Yang-Mills mass gap at large-N, non-commutative YM theory, topological quantum field theory and hyperfiniteness

TL;DR

This paper explores the large-N limit of Yang-Mills theories, connecting non-commutative gauge theories, topological quantum field theories, and hyperfiniteness, to address the longstanding mass gap problem with a focus on algebraic structures and localization techniques.

Contribution

It introduces a new perspective linking non-commutative gauge theories, topological field theories, and hyperfiniteness to analyze the mass gap in large-N Yang-Mills theory.

Findings

The local gauge-invariant subalgebra simplifies the two-point correlators to a sum of free massive propagators.

The ambient algebra of Wilson loops is a non-hyperfinite type II_1 factor.

Existence of a TFT underlying large-N YM may influence the hyperfiniteness of relevant subalgebras.

Abstract

We review a number of old and new concepts in quantum gauge theories, some of which are well established but not widely appreciated, some are most recent. Such concepts involve non-commutative gauge theories and their relation to the large-N limit, loop equations and the change to the anti-selfdual variables also known as Nicolai map, topological field theory (TFT) and its relation to localization and Morse-Smale-Floer homology, with an emphasis both on the mathematical aspects and the physical meaning.
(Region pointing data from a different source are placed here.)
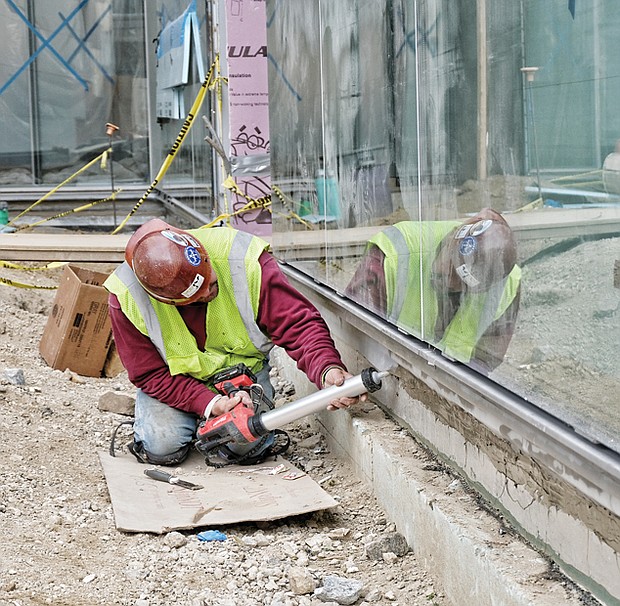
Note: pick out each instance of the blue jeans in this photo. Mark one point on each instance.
(163, 431)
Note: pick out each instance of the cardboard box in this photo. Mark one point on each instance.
(78, 333)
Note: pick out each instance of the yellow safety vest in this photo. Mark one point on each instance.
(233, 336)
(410, 248)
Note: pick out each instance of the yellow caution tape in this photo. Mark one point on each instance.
(187, 124)
(8, 282)
(67, 180)
(52, 265)
(72, 211)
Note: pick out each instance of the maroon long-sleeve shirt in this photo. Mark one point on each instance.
(288, 318)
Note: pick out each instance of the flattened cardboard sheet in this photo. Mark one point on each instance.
(229, 495)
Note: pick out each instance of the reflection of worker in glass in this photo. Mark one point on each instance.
(455, 285)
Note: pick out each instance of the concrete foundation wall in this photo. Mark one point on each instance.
(442, 525)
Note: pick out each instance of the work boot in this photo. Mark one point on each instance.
(175, 458)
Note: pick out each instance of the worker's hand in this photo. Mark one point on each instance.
(337, 376)
(224, 404)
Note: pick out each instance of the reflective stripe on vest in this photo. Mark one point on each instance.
(238, 271)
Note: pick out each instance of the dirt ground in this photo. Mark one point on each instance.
(59, 542)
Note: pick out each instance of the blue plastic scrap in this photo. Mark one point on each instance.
(211, 535)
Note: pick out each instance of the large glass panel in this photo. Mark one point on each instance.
(181, 50)
(396, 126)
(68, 69)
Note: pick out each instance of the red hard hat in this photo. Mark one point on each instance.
(170, 264)
(483, 250)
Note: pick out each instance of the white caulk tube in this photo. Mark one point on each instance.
(368, 380)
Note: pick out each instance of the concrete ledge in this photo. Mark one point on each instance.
(470, 553)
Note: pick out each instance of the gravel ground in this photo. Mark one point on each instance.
(59, 542)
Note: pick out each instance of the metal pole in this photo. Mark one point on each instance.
(110, 129)
(368, 380)
(481, 29)
(530, 72)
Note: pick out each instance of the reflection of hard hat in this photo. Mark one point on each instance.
(483, 250)
(170, 264)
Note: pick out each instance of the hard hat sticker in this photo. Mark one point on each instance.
(466, 276)
(194, 287)
(462, 232)
(174, 237)
(468, 246)
(192, 241)
(480, 227)
(193, 256)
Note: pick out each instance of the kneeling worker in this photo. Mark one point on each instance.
(187, 304)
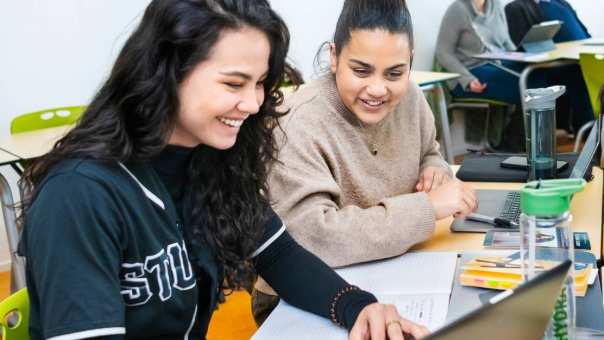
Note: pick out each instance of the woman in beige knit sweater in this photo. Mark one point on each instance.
(361, 177)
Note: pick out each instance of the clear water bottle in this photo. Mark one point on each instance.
(540, 131)
(546, 218)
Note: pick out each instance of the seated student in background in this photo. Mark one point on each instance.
(155, 202)
(471, 27)
(523, 14)
(360, 177)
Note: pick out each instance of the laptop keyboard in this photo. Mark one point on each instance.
(511, 207)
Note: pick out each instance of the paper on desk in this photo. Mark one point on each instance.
(418, 284)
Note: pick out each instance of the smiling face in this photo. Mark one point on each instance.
(223, 90)
(372, 72)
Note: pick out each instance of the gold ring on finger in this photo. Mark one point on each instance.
(391, 322)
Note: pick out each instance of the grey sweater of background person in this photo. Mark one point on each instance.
(336, 198)
(465, 32)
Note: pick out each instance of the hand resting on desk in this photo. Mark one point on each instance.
(380, 322)
(453, 198)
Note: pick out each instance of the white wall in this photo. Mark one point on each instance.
(57, 52)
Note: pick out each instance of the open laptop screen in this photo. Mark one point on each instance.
(587, 154)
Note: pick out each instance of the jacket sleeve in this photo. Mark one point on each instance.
(303, 280)
(73, 245)
(451, 28)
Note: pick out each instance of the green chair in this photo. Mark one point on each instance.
(14, 311)
(488, 106)
(46, 119)
(592, 67)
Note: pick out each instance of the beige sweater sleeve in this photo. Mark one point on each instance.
(307, 194)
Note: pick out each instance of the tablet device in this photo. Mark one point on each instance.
(539, 37)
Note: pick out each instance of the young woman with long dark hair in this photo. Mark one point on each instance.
(157, 200)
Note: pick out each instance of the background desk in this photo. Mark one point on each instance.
(586, 208)
(34, 144)
(432, 81)
(564, 54)
(27, 145)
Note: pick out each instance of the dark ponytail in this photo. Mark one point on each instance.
(390, 15)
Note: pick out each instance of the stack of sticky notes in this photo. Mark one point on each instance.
(497, 272)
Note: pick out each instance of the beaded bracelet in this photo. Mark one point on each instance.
(334, 302)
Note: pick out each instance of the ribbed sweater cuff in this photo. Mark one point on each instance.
(350, 306)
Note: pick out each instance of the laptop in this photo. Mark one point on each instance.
(505, 204)
(522, 313)
(539, 37)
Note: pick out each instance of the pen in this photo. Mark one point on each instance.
(496, 221)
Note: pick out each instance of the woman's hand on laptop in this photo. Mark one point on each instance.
(431, 178)
(476, 86)
(380, 322)
(453, 198)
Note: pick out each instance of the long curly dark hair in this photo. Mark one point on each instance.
(131, 117)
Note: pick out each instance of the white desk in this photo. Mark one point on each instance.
(565, 53)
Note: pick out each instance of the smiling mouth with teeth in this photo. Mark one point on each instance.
(374, 103)
(235, 123)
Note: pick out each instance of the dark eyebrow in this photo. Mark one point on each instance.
(361, 63)
(396, 66)
(237, 74)
(245, 76)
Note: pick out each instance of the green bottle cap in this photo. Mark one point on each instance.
(549, 197)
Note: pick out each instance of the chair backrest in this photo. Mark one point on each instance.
(592, 66)
(46, 118)
(14, 313)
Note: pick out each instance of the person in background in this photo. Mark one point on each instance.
(360, 176)
(157, 200)
(471, 27)
(523, 14)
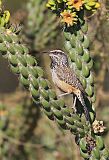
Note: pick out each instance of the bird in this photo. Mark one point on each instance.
(66, 79)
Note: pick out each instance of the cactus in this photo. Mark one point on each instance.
(14, 131)
(37, 31)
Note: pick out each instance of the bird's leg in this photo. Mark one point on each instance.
(64, 94)
(74, 104)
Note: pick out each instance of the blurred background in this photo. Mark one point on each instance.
(27, 134)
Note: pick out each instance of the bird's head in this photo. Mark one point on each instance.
(58, 58)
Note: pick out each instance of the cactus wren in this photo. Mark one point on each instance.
(65, 78)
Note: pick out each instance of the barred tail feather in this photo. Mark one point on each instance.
(81, 99)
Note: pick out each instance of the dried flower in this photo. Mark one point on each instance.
(98, 126)
(69, 17)
(77, 4)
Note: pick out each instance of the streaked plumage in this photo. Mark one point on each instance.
(65, 78)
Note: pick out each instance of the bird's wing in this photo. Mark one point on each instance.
(68, 75)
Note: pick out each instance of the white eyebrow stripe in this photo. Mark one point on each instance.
(56, 51)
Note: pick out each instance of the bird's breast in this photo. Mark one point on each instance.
(61, 84)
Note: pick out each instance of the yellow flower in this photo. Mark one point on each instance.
(69, 17)
(77, 4)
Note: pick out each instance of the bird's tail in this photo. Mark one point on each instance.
(81, 99)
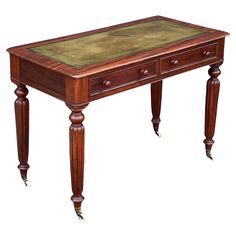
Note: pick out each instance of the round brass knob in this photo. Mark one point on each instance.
(206, 53)
(106, 83)
(144, 71)
(174, 62)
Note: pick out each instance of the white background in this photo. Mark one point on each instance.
(135, 183)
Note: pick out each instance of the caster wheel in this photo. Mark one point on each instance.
(27, 182)
(79, 214)
(209, 154)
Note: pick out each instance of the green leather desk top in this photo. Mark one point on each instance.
(111, 44)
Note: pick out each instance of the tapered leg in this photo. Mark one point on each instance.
(22, 129)
(77, 157)
(156, 93)
(212, 92)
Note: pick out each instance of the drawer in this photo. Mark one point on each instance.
(188, 58)
(123, 77)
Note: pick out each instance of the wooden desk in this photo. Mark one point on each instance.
(81, 68)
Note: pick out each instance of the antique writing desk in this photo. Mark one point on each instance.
(81, 68)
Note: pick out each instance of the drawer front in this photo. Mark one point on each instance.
(188, 58)
(122, 77)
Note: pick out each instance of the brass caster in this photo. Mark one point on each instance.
(79, 214)
(208, 153)
(158, 134)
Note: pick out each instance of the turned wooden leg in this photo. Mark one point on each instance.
(212, 92)
(22, 129)
(156, 93)
(77, 157)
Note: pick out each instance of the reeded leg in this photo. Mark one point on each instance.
(212, 92)
(22, 129)
(77, 157)
(156, 93)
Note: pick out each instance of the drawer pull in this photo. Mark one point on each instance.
(174, 62)
(144, 71)
(106, 83)
(206, 53)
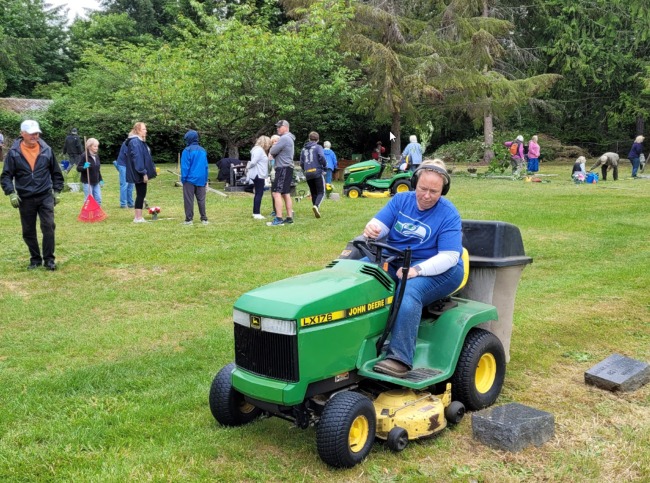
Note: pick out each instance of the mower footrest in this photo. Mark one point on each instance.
(421, 374)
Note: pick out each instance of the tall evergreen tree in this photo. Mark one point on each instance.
(487, 82)
(397, 53)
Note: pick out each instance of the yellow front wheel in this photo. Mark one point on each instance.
(354, 192)
(346, 430)
(486, 372)
(358, 434)
(480, 370)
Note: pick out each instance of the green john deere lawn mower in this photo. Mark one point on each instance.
(367, 179)
(305, 348)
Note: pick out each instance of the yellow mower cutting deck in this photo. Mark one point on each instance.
(404, 414)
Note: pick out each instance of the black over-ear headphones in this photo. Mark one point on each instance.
(436, 169)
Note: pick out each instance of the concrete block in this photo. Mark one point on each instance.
(512, 427)
(618, 373)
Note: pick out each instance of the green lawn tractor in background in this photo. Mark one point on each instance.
(365, 179)
(305, 348)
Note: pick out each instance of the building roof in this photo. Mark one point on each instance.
(23, 105)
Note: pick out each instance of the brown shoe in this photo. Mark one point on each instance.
(391, 367)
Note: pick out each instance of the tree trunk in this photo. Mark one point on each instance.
(395, 128)
(488, 138)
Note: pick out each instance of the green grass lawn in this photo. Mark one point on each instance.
(106, 364)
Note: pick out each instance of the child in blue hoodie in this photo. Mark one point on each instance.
(194, 176)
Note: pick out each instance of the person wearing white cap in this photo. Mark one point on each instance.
(32, 179)
(517, 157)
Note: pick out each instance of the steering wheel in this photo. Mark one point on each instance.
(377, 255)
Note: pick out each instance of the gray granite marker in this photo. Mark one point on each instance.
(618, 373)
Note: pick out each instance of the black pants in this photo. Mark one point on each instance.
(614, 172)
(317, 190)
(189, 192)
(140, 193)
(41, 206)
(259, 192)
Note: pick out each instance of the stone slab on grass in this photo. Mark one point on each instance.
(512, 427)
(618, 373)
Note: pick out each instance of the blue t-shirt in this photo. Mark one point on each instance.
(427, 232)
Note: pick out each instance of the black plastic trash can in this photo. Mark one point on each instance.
(496, 261)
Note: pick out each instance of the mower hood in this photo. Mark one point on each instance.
(341, 286)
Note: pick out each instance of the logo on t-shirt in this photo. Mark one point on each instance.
(410, 228)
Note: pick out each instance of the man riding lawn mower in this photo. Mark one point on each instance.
(306, 347)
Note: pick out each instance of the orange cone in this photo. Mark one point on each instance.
(91, 212)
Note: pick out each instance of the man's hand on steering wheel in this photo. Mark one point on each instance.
(370, 247)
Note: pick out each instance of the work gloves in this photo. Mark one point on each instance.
(15, 200)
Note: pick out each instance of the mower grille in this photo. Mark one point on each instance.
(266, 353)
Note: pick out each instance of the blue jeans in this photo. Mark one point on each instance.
(635, 166)
(95, 190)
(41, 206)
(126, 189)
(420, 291)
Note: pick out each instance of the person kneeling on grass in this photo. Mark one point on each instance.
(431, 226)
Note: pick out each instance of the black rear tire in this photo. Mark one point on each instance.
(454, 412)
(480, 370)
(227, 405)
(346, 431)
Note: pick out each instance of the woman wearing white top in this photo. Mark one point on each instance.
(257, 170)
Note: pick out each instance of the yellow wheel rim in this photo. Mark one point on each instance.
(358, 434)
(246, 408)
(486, 373)
(402, 188)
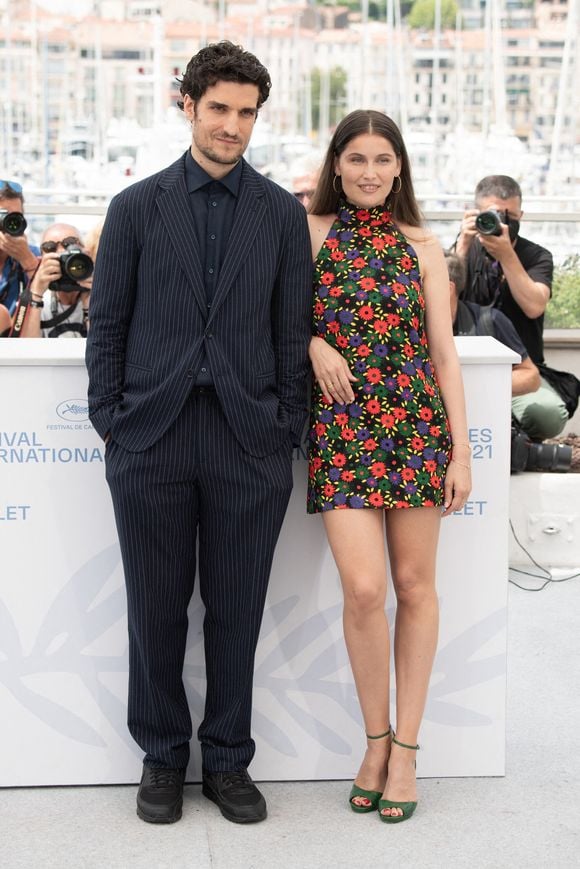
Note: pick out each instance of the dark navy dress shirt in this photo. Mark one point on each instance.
(213, 204)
These concepts, assembled in a new way, enter a line of attack to the problem of the mass gap in large-N SU(N) YM, that is reviewed as well. In the large-N limit of pure SU(N) YM the ambient algebra of Wilson loops is known to be a type II_1 non-hyperfinite factor. Nevertheless, for the mass gap problem at the leading 1/N order, only the subalgebra of local gauge-invariant single-trace operators matters. The connected two-point correlators in this subalgebra must be an infinite sum of propagators of free massive fields, a vast simplification. It is an open problem, determined by the grow of the degeneracy of the spectrum, whether the aforementioned local subalgebra is in fact hyperfinite. For the mass-gap problem, in the search of a hyperfinite subalgebra containing the scalar sector of large-N YM, a major role is played by the existence of a TFT underlying the large-N limit of YM, with twisted boundary conditions on a torus or, what is the same by Morita duality, on a non-commutative torus.